PSO’s earnings per share arrives at PKR 20.0 in 1QFY26

  • Pakistan State Oil Company Limited (PSO) announced its financial result for 1QFY26 posting a profit after tax (PAT) of PKR 9,390mn (EPS: PKR 20.0) compared to PKR 3,971mn (EPS: PKR 8.5) in SPLY, up by 136% YoY.
  • Net sales declined by 6% YoY to PKR 737,186mn despite higher MS and HSD volumes and prices. MS sales increased by 1% YoY to 761k tons, while HSD sales rose by 6% YoY to 675k tons during 1QFY26. Average MS and HSD prices rose YoY by PKR 2.9/ltr to PKR 266.0/ltr and PKR 7.7/ltr to PKR 276.5/ltr, respectively.
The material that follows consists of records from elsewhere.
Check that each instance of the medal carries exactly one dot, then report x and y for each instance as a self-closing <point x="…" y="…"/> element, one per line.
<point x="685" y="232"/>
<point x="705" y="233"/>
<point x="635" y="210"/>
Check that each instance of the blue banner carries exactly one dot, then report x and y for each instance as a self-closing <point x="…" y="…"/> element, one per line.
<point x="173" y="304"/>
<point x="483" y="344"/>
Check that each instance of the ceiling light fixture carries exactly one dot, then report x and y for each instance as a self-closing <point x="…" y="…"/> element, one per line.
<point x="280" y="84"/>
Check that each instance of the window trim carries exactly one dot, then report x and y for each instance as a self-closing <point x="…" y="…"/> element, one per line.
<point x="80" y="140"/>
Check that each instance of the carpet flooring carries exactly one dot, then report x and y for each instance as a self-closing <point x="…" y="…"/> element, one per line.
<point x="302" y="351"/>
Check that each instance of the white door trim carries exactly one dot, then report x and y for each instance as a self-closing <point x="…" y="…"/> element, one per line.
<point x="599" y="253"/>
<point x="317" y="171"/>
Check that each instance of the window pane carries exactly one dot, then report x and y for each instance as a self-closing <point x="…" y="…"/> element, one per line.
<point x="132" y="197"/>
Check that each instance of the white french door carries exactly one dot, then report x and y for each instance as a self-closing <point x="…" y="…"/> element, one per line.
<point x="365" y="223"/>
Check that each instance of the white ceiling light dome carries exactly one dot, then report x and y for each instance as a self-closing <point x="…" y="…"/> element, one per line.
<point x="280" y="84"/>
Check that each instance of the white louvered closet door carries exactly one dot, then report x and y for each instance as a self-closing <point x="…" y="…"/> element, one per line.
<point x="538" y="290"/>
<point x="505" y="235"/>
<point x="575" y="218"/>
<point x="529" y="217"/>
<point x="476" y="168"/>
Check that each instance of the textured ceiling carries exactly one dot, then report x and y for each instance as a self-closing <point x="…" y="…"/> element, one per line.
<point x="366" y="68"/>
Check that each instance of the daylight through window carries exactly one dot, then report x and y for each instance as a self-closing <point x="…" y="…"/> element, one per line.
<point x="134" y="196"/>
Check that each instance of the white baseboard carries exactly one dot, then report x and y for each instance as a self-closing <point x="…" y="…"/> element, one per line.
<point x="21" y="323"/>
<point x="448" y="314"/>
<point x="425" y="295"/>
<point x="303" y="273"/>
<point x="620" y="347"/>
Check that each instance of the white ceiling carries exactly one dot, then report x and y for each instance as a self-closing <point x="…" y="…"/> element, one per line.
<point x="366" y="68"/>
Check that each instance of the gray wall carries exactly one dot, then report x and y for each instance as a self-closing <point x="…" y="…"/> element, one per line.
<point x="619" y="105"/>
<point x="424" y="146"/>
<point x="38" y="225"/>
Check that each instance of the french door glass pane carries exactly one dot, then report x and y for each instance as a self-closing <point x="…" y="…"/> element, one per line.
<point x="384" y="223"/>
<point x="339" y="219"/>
The decline in topline mainly stems from the RLNG segment, where PSO’s average DES price for the quarter was USD 8.01/mmbtu, down from USD 9.91/mmbtu SPLY. The company handled a total of 28 cargoes during the quarter, the same as 4QFY25, but lower than 32 cargoes handled in the corresponding period of the previous year.
  • Gross profit clocked in at PKR 30,051mn, translating into a gross margin of 4.1% (highest since Sep’23) compared to 3.3% in SPLY and 2.9% in the previous quarter. The improvement is likely attributable to higher than expected inventory gains and increased sales of lubricants, we view.
  • On the balance sheet front, PSO’s receivables declined by PKR 42bn in 1QFY26 when compared to SPLY. Since Dec’23, receivables have reduced by PKR 122bn to PKR 426bn.
  • Finance costs declined to PKR ~5,952mn in 1QFY26, down 43% YoY and 13% QoQ, primarily due to lower interest rates and reduced short-term borrowings.
  • Other income increased by 40% YoY to PKR 4,556mn, likely on account of financial charges on line fill cost.
  • The company booked an effective taxation of 54.4% in 1QFY26 vs 66.1% in 1QFY25.

Recommendation

  • We maintain our “BUY” stance on PSO with Jun’26 target price of PKR 647.3/share. The stock is currently trading at FY26 forward P/E of 5.9x.